In 1804, as the Lewis and Clark expedition was preparing to journey into the American West, Thomas Jefferson, president at the time, pulled Merriweather Lewis aside to talk about sloths. Giant ground sloths, to be particular. And mastodons too.
You see, Jefferson was an avid naturalist in addition to being a politician. Just a few years earlier in 1797 he had presented a paper to the American Philosophical Society. In it he discussed the qualities and measurements of the bones of a bear-sized sloth that had been recently found in Virginia. Jefferson dearly wanted studies of these animals, if they should still be alive (none could be found in the East), and tasked Lewis with the job.

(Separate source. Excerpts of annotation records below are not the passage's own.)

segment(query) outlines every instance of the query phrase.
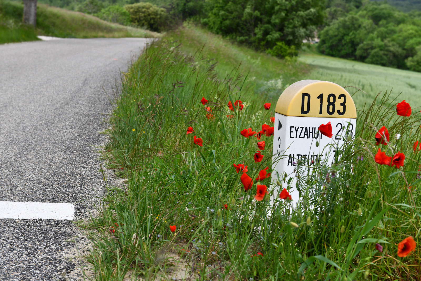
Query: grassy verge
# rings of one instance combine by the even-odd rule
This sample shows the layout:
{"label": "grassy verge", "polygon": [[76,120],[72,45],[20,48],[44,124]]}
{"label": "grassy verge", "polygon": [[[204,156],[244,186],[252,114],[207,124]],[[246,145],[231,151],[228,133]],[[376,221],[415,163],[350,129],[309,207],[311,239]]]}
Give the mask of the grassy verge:
{"label": "grassy verge", "polygon": [[[416,280],[419,247],[406,257],[397,248],[409,236],[418,239],[421,154],[413,144],[419,138],[419,112],[397,118],[389,95],[373,101],[359,112],[355,137],[335,165],[298,163],[299,185],[306,192],[297,208],[291,211],[278,198],[268,216],[269,197],[255,200],[254,179],[271,166],[273,137],[261,136],[264,157],[256,162],[258,141],[240,132],[271,126],[274,104],[265,110],[267,91],[245,83],[229,63],[218,69],[212,57],[186,56],[171,42],[144,51],[116,101],[104,156],[128,185],[108,187],[93,219],[99,235],[91,236],[89,260],[97,280],[122,280],[129,272],[147,280]],[[225,73],[217,72],[224,67]],[[230,110],[228,102],[238,99],[243,108]],[[375,128],[383,126],[390,140],[378,146]],[[190,126],[194,131],[187,134]],[[388,155],[405,153],[403,167],[375,163],[379,147]],[[233,164],[248,166],[250,190]],[[259,183],[272,190],[269,181]],[[187,276],[172,273],[180,265]]]}
{"label": "grassy verge", "polygon": [[288,86],[307,72],[308,67],[296,60],[280,60],[243,46],[233,45],[207,30],[188,24],[183,28],[169,32],[169,40],[178,40],[180,49],[189,56],[212,59],[220,79],[238,70],[252,83],[246,87],[254,94],[267,93],[271,101],[277,98]]}
{"label": "grassy verge", "polygon": [[38,40],[37,35],[61,37],[160,37],[159,33],[113,24],[82,13],[38,4],[37,28],[21,24],[23,4],[0,1],[0,44]]}

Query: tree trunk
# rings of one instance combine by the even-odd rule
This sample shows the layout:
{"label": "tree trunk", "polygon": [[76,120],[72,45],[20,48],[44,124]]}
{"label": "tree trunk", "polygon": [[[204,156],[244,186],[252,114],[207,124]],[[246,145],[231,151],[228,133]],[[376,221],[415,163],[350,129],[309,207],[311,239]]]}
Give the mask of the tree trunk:
{"label": "tree trunk", "polygon": [[37,24],[37,0],[24,0],[24,23],[31,24],[35,27]]}

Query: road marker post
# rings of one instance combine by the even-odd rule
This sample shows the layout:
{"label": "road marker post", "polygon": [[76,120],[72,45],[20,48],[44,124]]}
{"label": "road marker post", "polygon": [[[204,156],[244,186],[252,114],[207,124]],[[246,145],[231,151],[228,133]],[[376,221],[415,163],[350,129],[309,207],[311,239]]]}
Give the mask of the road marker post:
{"label": "road marker post", "polygon": [[[357,110],[352,97],[335,83],[302,80],[285,89],[275,109],[272,182],[276,187],[270,194],[271,205],[282,189],[287,188],[291,177],[289,193],[293,205],[296,205],[300,199],[296,187],[298,161],[304,161],[310,169],[323,161],[333,163],[335,153],[340,150],[346,138],[354,137],[356,121]],[[331,138],[322,135],[318,129],[320,125],[329,122]]]}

And perhaps it is understandable that he believed that these animals could still exist in the West. The study of prehistoric creatures and species wide extinctions was still quite new in 1804. Dinosaurs would not enter the public eye for another forty years or so. And who knew what was out beyond the pale?
Of course, Lewis never saw any ground sloths in the West. He had arrived about 10,000 years too late. Even the last populations in the Antilles probably died out around the year 1500. Jefferson had to accept being disappointed. He did get a bit of a perk in 1822 when the French scientist Anselme Demarest named one sloth species after him: Megolonyx jeffersoni. But the megafauna were nowhere to be found and Jefferson had to be content with looking at bones.